The Dept. of English just got a solicitation from a new summer publishing program, this one at the University of Southern California and co-sponsored by the LA Review of Books:
We are excited to announce … a new summer publishing program that is designed to provide an immersive, five-week training for students interested in digital and print publishing. The new program, the Los Angeles Review of Books / USC Publishing Workshop, will have its inaugural session this summer beginning June 26.
The program will be hosted on the USC campus and is open to rising Juniors, Seniors, and postgraduates from any college or university, nationally and internationally, who are interested in a career in publishing.
The Los Angeles Review of Books / USC Publishing Workshop distinguishes itself from more traditional publishing courses by emphasizing real-world experience: students will create a print magazine or website, or develop a business plan for a new publishing enterprise ready either for direct funding or for research and development funding. Industry experts will advise students about every aspect of digital and print publishing, from editing to layout, coding to graphic design.
Sounds pretty good. But. The letter goes on to direct the reader to a website (www.thepublishingworkshop.com) for details. You have to click a tab within the website to get to the catch: the cost. The program alone costs $5K; housing is an additional 1.8K – 2.2K. There are also details about the optional meal plan (only a few meals are included with tuition) and parking ($12/day — no weekly discount available).
That price tag is not unusual for summer publishing programs, which tend to be located in expensive urban centers where the active publishing professionals you want to learn from and network with already live.
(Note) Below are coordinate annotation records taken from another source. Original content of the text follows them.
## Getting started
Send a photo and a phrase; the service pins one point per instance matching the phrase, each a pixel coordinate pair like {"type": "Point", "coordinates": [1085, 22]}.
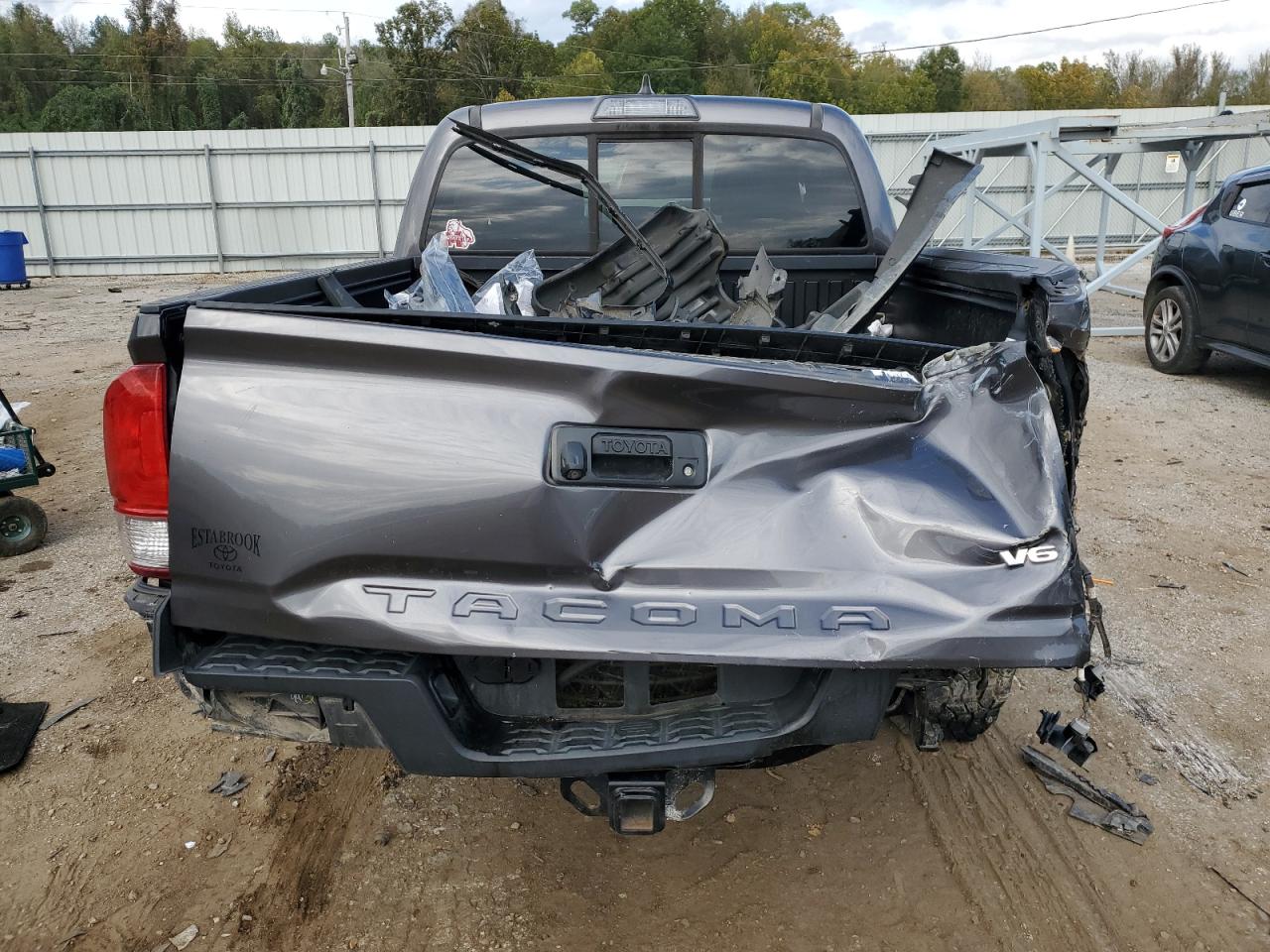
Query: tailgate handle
{"type": "Point", "coordinates": [619, 456]}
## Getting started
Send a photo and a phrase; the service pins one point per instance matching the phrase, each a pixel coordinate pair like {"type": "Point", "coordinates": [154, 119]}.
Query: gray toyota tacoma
{"type": "Point", "coordinates": [742, 471]}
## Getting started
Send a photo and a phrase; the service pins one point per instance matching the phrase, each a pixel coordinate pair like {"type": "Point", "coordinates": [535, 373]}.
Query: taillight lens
{"type": "Point", "coordinates": [136, 463]}
{"type": "Point", "coordinates": [1185, 222]}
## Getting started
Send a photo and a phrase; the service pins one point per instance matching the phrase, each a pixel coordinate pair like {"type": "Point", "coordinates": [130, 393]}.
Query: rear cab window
{"type": "Point", "coordinates": [781, 191]}
{"type": "Point", "coordinates": [1251, 203]}
{"type": "Point", "coordinates": [508, 212]}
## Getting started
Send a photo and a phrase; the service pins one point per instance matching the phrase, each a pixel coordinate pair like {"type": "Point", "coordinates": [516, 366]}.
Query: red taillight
{"type": "Point", "coordinates": [1185, 222]}
{"type": "Point", "coordinates": [136, 462]}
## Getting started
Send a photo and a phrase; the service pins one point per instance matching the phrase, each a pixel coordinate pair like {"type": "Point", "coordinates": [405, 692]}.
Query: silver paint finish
{"type": "Point", "coordinates": [397, 481]}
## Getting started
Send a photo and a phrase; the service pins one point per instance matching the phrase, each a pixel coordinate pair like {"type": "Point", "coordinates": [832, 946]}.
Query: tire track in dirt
{"type": "Point", "coordinates": [329, 796]}
{"type": "Point", "coordinates": [1023, 879]}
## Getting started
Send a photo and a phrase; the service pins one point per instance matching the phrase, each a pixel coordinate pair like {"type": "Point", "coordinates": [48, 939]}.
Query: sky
{"type": "Point", "coordinates": [1239, 28]}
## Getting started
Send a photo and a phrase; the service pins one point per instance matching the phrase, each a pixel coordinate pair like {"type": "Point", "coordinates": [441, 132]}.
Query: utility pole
{"type": "Point", "coordinates": [347, 61]}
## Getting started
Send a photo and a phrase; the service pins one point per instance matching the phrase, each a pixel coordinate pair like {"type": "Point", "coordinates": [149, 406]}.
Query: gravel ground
{"type": "Point", "coordinates": [112, 841]}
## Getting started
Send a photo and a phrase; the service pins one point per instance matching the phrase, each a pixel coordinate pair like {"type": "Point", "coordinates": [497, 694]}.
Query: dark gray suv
{"type": "Point", "coordinates": [1210, 281]}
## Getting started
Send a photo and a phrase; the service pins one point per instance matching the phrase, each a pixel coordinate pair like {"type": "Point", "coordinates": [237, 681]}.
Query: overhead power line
{"type": "Point", "coordinates": [686, 64]}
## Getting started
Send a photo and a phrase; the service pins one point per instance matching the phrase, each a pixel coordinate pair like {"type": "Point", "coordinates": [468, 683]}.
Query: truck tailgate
{"type": "Point", "coordinates": [362, 484]}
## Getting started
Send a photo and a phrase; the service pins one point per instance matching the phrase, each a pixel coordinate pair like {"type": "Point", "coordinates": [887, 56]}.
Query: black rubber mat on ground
{"type": "Point", "coordinates": [18, 726]}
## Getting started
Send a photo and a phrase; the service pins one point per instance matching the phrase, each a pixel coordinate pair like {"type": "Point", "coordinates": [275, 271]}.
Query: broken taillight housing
{"type": "Point", "coordinates": [134, 424]}
{"type": "Point", "coordinates": [1184, 222]}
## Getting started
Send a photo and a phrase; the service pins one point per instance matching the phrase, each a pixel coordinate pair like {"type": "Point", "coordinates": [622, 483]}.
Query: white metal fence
{"type": "Point", "coordinates": [268, 199]}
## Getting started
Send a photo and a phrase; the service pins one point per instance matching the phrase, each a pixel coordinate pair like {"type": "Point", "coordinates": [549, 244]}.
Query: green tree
{"type": "Point", "coordinates": [413, 42]}
{"type": "Point", "coordinates": [947, 71]}
{"type": "Point", "coordinates": [884, 84]}
{"type": "Point", "coordinates": [302, 102]}
{"type": "Point", "coordinates": [209, 103]}
{"type": "Point", "coordinates": [581, 14]}
{"type": "Point", "coordinates": [793, 54]}
{"type": "Point", "coordinates": [87, 109]}
{"type": "Point", "coordinates": [583, 76]}
{"type": "Point", "coordinates": [493, 53]}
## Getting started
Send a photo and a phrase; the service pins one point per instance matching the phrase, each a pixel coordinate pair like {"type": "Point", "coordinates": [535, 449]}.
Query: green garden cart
{"type": "Point", "coordinates": [23, 524]}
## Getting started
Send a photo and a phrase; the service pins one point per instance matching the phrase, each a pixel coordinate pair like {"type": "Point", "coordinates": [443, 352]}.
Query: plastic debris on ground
{"type": "Point", "coordinates": [511, 290]}
{"type": "Point", "coordinates": [1093, 805]}
{"type": "Point", "coordinates": [231, 782]}
{"type": "Point", "coordinates": [18, 726]}
{"type": "Point", "coordinates": [440, 286]}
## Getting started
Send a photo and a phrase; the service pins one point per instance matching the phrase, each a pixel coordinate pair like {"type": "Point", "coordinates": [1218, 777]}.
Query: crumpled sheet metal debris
{"type": "Point", "coordinates": [231, 782]}
{"type": "Point", "coordinates": [622, 282]}
{"type": "Point", "coordinates": [18, 728]}
{"type": "Point", "coordinates": [66, 712]}
{"type": "Point", "coordinates": [1089, 803]}
{"type": "Point", "coordinates": [1072, 739]}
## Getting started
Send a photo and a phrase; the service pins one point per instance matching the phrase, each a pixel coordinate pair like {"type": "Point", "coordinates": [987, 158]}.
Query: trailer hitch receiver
{"type": "Point", "coordinates": [639, 803]}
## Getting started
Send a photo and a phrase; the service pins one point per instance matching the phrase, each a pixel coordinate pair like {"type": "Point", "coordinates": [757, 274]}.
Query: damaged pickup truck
{"type": "Point", "coordinates": [654, 449]}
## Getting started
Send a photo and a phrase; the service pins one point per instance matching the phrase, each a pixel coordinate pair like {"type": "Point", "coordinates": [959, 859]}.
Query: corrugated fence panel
{"type": "Point", "coordinates": [255, 199]}
{"type": "Point", "coordinates": [901, 141]}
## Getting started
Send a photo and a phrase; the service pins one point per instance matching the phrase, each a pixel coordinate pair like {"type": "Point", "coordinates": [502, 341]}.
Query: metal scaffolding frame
{"type": "Point", "coordinates": [1089, 148]}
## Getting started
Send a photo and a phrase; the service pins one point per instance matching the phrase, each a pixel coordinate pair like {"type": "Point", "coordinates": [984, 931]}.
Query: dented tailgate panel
{"type": "Point", "coordinates": [361, 484]}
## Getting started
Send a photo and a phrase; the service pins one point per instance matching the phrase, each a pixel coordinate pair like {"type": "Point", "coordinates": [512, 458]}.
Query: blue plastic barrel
{"type": "Point", "coordinates": [13, 263]}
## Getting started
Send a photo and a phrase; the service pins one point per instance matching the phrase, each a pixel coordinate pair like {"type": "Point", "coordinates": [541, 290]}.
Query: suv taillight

Here’s a list of some of the most well-known similar programs. Some are graduate programs (which the USC/LARB program is not), but most offer shorter summer courses of study.
Are they worth it, for those in a position to pay that kind of money?
The question gets asked frequently, and the answer is by no means obvious. Some point out that these programs involve paying for information and contact that one could obtain for free through assiduous networking, research, and informational interviewing. Others suggest that the critical mass of knowledge, practice, and contacts that these programs bring together is well worth the return on investment.